En una gran bolsa de papel, para que la hogaza no llame la atención, han puesto cigarrillos, fósforos, salchichas ahumadas, un salchichón, un paquete de mantequilla y un frasco de aceite negro. Mientras registra mi paquete, le doy al guardia de la puerta un paquete de cigarrillos, fósforos y dos salchichas. Me dice:
– Dame un pedazo de pan.
– ¡Lo que faltaba!
– No, el pan te lo compras, ahí tienes cinco pesos. ¡Apenas habrá bastante para nosotros seis!
¡Uf! De buena me he librado. ¡Qué idea ofrecer salchichas al tipo ese! La carretilla se aleja rápidamente de ese patoso Policía. He quedado tan sorprendido por semejante petición que todavía sudo.

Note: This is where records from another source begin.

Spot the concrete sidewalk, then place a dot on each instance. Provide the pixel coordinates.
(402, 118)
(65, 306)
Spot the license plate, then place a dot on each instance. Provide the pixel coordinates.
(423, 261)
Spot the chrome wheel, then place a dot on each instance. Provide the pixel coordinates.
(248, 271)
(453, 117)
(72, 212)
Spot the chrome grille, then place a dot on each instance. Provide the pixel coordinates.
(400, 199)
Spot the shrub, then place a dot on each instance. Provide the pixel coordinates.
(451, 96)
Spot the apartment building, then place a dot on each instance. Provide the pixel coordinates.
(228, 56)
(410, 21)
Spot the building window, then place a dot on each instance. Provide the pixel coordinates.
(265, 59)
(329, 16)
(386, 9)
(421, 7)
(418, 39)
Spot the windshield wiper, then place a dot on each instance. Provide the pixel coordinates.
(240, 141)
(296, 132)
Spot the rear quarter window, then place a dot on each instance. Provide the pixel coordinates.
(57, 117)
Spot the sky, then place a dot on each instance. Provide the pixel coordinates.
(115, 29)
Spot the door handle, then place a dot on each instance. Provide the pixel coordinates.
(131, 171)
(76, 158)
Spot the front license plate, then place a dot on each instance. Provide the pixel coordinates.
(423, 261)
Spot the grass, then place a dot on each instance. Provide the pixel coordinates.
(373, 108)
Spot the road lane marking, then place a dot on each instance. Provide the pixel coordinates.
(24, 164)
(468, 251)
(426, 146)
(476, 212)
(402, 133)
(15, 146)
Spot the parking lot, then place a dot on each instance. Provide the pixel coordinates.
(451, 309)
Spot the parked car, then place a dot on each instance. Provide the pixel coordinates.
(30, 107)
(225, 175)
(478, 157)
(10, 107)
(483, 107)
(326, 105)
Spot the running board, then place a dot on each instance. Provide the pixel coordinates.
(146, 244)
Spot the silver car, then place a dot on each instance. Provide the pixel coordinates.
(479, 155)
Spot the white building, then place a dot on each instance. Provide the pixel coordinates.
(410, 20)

– Los fuegos artificiales serán mañana. Todo está aquí, Pablo. Hay que hacer el agujero exactamente bajo el saliente de la torreta. El guardián de arriba no podrá verte.
– Pero podrá oírlo.
– Lo tengo previsto. Por la mañana, a las diez, ese lado del patio está en sombra. Es necesario que uno de los caldereros se ponga a aplanar una hoja de cobre contra la pared, a algunos metros de nosotros, al descubierto. Si son dos, tanto mejor. Les daré quinientos pesos a cada uno. Busca a los dos hombres.
Los encuentra.
– Dos amigos míos martillearán el cobre sin parar. El centinela no podrá distinguir el ruido del taladro. Pero tú, con tu carretilla, tendrás que estar un poco apartado del saledizo y discutir con los franceses. Eso distraerá un poco al centinela del otro ángulo.
En una hora, el agujero está hecho. Gracias a los martillazos' sobre el cobre y el aceite que un ayudante vierte en el taladro, el centinela no sospecha nada. El cartucho es metido en el agujero y el detonador colocado, así como veinte centímetros de mecha. El cartucho está calzado con arcilla. Nos apartamos. Si todo va bien, la explosión abrirá una brecha. El centinela caerá con la garita y yo, a través del agujero, a caballo sobre Pablo, llegaré al taxi. Los otros se espabilarán como puedan. Lógicamente. Clousiot y Maturette, aunque salgan después que nosotros, estarán en el taxi antes que yo.
Antes de prender fuego, Pablo advierte a un grupo de colombianos:
– Si queréis evadiros, dentro de unos instantes habrá un agujero en el muro.
Prendemos fuego. Una explosión de todos los diablos hace retemblar el barrio. La torreta se ha venido abajo con el policía. El muro tiene grandes resquebrajaduras en todas partes, tan anchas que se ve la calle al otro lado, pero ninguna de esas aberturas es lo bastante espaciosa para que se pueda pasar por ella. Ninguna brecha suficientemente grande se ha producido y sólo en este momento admito que estoy perdido. Mi destino, es, sin duda, volver allá, a Cayena.
El zafarrancho que sigue a la explosión es indescriptible. Hay más de cincuenta policías en el patio. Don Gregorio sabe a qué atenerse.
– Bueno, francés. Esta vez es la última, ¿no?
El jefe de la guarnición está loco de rabia. No puede dar orden de pegar a un hombre herido, tendido en una carretilla y yo, para evitar que la tomen con los otros, declaro en voz alta que todo lo he hecho yo y sólo yo. Seis guardias delante del muro rejado, seis más en el muro de la cárcel y otros seis fuera, en la calle, montarán guardia permanentemente hasta que los albañiles hayan reparado los desperfectos. Por fortuna el centinela que cayó del muro de ronda no se hizo el menor daño.